Bulgarian rhythmic gymnast (born 1959)

Kristina Guiourova (Кристина Гюрова; born 17 February 1959 in Sofia, Bulgaria) is a Bulgarian former individual rhythmic gymnast who now works as a coach. She is the 1977 World all-around bronze medalist as well as the 1979 World champion with rope and silver medalist with ribbon.

== Personal life ==
Guiourova's mother was rhythmic gymnastics coach Julieta Shishmanova, who died in a plane crash on 16 March 1978; she was on the way to a competition, along with several other officials and two gymnasts who also died in the crash. Guiourova's daughter, Julieta Cantaluppi, is named in honor of her mother. Cantaluppi also competed in rhythmic gymnastics for Italy and now works as a coach.

== Career ==
In 1977, Guiourova competed at the 1977 World Championships and won bronze medals in the all-around and hoop. At the first European Championships in 1978, she was 7th in the all-around and won two medals in the apparatus finals, bronze with rope and ball. She repeated her success at the 1979 World Championships in London, where she won a gold medal in rope and silver in ribbon.

After her competitive career, she moved to Italy, married, and began coaching in Fabriano. While her daughter, Cantaluppi, was competing, Guiourova coached her.

In an interview during that time, she was critical of the organization of the Bulgarian Rhythmic Gymnastics Foundation as well as how her daughter's performance was judged at a recurring tournament named after her mother. When asked if she would return to the tournament the next year, she said, "Next year? No way. I won’t allow it. I was kicked out the moment my mother died. The Bulgarian federation kicked me out so that I wouldn’t participate anymore. They are just using my mother’s name as advertising." Guiourova also later alleged that her daughter was "not allowed" to compete for Bulgaria and that she was also not well-supported by the Italian federation.

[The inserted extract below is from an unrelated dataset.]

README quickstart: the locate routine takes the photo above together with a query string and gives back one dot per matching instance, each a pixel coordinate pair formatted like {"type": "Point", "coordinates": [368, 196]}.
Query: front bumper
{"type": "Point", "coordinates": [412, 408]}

Cantaluppi began to coach alongside Guiourova after she finished competing. They worked together on choreographing routines, and Guiourova sometimes accompanied their gymnasts, such as Milena Baldassarri and Sofia Raffaeli, to competitions. However, Cantaluppi left Italy to become the head coach of the Israeli national team in 2023, and Guiourova said that she offered to continue coaching their gymnasts and was instead banned from the gym. Guiourova said that she did not support her daughter working for the Israeli federation, but that she supported her daughter and her gymnasts.